Read this great article in Fortune on urban farming possibilities. Time/Inc. magazines have taken as its project over the last several months and into an indefinite future to chronicle the story of Detroit and her future. They demonstrated their drive for this story by buying a house in Detroit--- yeah, some editors bought a house!




Some highlights from the article:
  • John Hantz is one of the drivers behind this phenomenon; a white guy who is rich and still has a Detroit address (and isn't about to leave).
  • Hantz: "We can't create opportunities, but we can create scarcity."
  • Detroit has 40 sq. miles of abandoned land and is bigger in land mass than Frisco, Boston and Manhattan combined!
  • "Where will new ideas for the 21st century emerge? From older, decaying cities, Krieger believes, such as New Orleans, St. Louis, Cleveland, Neward and especially Detroit-- cities that have become, at least in part, 'kind of empty containers.'"
  • Center city sports attractions such as Ford Field and Comerica Park "have restored, on some nights, a little spark to downtown Detroit but have inspired little in the way of peripheral development."
  • "Abandonment is an infrastructure problem."
  • Make pods.
  • Dave Bing seems positive.
  • Not trying to reproduce IA. In fact, if anything, this idea realized to an urban phenomenon may unseat "the nation's dependence on Big Ag."
  • Hantz: "Some things you've got to see in order to believe," he says, waving his cigar. "This is a thing you've got to believe in order to see."
  • Hantz might win the day with his ideas: "That's the beauty of [Detroit] being down and out.... You can actually open your mind to ideas that you would never otherwise embrace." At this point, Detroit doesn't have much left to lose.
I used to live right outside of the Motown in Allen Park and Lincoln Park.

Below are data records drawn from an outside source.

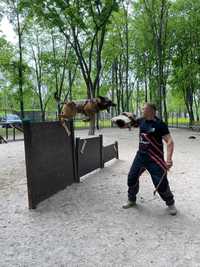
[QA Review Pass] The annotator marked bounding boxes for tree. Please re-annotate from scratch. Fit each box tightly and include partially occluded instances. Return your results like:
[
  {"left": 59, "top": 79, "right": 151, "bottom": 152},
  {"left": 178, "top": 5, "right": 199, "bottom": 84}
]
[
  {"left": 170, "top": 0, "right": 200, "bottom": 125},
  {"left": 1, "top": 0, "right": 30, "bottom": 118},
  {"left": 21, "top": 0, "right": 119, "bottom": 134}
]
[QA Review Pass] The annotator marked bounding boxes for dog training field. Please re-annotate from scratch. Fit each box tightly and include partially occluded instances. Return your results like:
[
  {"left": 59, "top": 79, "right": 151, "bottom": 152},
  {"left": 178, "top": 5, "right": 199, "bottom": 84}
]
[{"left": 0, "top": 127, "right": 200, "bottom": 267}]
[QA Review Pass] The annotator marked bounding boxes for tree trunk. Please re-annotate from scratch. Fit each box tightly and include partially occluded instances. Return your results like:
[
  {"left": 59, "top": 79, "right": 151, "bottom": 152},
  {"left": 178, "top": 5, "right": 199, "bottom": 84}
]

These years in metro Detroit were quite formative in many ways. In a sense, part of my heart is still in this suffering city. I hope that this idea of urban farming will stage Detroit as a 21st century leader in urban renewal (geographically speaking). Religiously speaking, I see great opportunity for the gospel in this blighted community. There are some even tricky ethnic and racial hurdles that Caucasian Christians need to face head-on with some serious thought. I'm thankful for this group of believers (website needs a new design, I know; it hasn't changed in over ca. 5 years) that is attempting to reach Detroit with the good news of Jesus. May their tribe increase even among their own.

1 comment:

Anonymous said...

Good to hear from you, brother. Ford posted a profit this quarter!

Move on back. Housing is tres-affordable.